Meu corpo doía, minhas mãos estavam ásperas e sujas, e mesmo assim sentia uma sensação de conquista. 

O campo tinha seu próprio ritmo, e eu estava começando, lentamente, a entender que precisava respeitá-lo.

Henry apareceu ao meu lado, encostado na parede, observando a paisagem com a mesma intensidade de sempre. 

O silêncio entre nós era confortável, quase íntimo, e por um instante percebi que ele também entendia meu esforço.

— Como se sente? Perguntou, finalmente quebrando o silêncio.

— Exausta Respondi, sorrindo de lado. 

— Mas acho que estou começando a entender por que você gosta daqui.

Ele sorriu, mas não disse nada, apenas me observou enquanto o céu se escurecia. 

Naquele instante, percebi que a vida simples tinha seu próprio charme, mas também exigia coragem. 

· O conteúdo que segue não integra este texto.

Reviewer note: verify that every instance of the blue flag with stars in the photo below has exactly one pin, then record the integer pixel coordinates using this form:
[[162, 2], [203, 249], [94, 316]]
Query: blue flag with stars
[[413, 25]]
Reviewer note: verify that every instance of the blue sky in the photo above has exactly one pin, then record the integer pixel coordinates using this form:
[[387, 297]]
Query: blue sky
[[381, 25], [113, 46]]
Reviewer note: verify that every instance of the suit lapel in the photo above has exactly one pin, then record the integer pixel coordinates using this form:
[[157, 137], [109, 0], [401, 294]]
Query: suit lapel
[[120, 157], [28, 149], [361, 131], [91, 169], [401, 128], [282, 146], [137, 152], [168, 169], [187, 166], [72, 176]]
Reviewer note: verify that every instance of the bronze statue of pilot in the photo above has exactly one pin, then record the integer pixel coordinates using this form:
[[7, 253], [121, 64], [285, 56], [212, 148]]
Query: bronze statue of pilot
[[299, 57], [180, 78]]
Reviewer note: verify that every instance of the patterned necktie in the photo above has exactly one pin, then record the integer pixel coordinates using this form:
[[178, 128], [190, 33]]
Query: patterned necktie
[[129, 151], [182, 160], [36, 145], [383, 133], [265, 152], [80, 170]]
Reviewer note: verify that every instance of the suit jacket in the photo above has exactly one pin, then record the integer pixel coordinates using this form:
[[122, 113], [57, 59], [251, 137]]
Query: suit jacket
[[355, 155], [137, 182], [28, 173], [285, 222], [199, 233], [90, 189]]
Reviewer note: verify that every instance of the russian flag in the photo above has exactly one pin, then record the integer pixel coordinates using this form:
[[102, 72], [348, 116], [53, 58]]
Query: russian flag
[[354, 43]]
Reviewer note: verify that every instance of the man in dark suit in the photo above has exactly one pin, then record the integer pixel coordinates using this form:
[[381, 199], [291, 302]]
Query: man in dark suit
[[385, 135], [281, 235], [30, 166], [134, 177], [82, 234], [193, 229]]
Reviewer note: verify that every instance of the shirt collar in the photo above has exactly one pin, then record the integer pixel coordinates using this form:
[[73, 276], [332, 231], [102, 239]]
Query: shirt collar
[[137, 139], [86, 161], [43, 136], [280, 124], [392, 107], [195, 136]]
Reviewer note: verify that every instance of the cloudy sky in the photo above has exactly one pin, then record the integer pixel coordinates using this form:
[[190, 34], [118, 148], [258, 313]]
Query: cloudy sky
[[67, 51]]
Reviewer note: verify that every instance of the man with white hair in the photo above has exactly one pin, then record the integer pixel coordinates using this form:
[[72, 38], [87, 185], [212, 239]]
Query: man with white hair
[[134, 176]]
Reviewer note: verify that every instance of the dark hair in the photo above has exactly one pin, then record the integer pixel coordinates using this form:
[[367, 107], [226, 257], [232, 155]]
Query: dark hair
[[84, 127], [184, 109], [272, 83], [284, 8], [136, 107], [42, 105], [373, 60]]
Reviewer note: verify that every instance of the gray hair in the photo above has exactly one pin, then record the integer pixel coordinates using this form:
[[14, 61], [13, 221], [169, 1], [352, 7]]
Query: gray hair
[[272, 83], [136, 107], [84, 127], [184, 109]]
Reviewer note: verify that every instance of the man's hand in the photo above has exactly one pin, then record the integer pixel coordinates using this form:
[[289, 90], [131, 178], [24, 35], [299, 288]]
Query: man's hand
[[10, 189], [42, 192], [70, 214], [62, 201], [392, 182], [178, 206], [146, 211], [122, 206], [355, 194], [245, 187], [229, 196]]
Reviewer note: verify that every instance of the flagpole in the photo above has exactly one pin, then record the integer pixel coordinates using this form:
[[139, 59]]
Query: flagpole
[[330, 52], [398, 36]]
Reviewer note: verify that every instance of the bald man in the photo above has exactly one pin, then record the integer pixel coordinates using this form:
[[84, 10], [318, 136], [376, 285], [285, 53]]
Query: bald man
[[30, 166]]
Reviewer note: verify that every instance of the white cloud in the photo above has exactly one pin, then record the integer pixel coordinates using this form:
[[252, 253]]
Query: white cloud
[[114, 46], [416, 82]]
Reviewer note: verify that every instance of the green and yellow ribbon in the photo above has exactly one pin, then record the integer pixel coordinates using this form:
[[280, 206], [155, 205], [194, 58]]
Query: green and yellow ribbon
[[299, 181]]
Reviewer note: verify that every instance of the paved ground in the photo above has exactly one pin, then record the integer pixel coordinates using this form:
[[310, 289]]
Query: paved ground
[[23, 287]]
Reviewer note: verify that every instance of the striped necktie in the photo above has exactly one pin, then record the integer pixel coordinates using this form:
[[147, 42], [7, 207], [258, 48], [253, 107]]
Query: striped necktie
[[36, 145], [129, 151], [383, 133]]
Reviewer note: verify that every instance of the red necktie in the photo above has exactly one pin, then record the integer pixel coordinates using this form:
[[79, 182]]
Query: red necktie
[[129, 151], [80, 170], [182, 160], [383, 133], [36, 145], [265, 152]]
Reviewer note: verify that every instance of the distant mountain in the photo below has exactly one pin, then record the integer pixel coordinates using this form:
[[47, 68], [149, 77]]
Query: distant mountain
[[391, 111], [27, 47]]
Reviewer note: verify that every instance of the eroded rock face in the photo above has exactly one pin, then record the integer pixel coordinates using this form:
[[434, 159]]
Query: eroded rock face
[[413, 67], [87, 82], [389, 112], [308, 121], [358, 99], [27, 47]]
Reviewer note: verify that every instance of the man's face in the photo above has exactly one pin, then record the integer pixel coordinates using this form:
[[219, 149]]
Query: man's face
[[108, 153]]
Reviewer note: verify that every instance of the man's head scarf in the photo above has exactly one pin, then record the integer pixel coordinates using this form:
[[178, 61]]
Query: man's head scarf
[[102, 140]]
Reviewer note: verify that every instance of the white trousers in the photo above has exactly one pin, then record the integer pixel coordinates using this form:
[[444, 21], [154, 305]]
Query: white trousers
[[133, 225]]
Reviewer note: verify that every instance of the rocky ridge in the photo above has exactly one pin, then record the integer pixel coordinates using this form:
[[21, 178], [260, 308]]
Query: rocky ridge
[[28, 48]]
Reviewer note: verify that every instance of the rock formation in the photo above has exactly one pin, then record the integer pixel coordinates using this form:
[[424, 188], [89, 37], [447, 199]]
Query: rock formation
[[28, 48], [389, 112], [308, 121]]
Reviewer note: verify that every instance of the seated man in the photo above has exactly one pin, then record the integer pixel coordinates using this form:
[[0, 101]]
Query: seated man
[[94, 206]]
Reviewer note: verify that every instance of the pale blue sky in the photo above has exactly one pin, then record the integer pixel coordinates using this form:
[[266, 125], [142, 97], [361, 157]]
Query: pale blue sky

E talvez, apenas talvez, eu estivesse começando a encontrar coragem para encarar aquele mundo diferente.

Um passo de cada vez.

Enquanto a noite caía, os sons do campo se intensificavam: 

Grilos, vento nas árvores, passos distantes de algum animal. 

Senti o cheiro de madeira queimada e o calor suave da lareira que ainda restava, e percebi que, apesar das dificuldades, havia algo no campo que acalmava meu coração inquieto.

Henry permaneceu ao meu lado, silencioso, como se sua presença fosse a ponte entre minha cidade e aquele mundo rústico. 

E naquele primeiro dia cheio de frustrações, aprendizados e pequenas vitórias, compreendi que a adaptação não seria fácil mas também não seria impossível.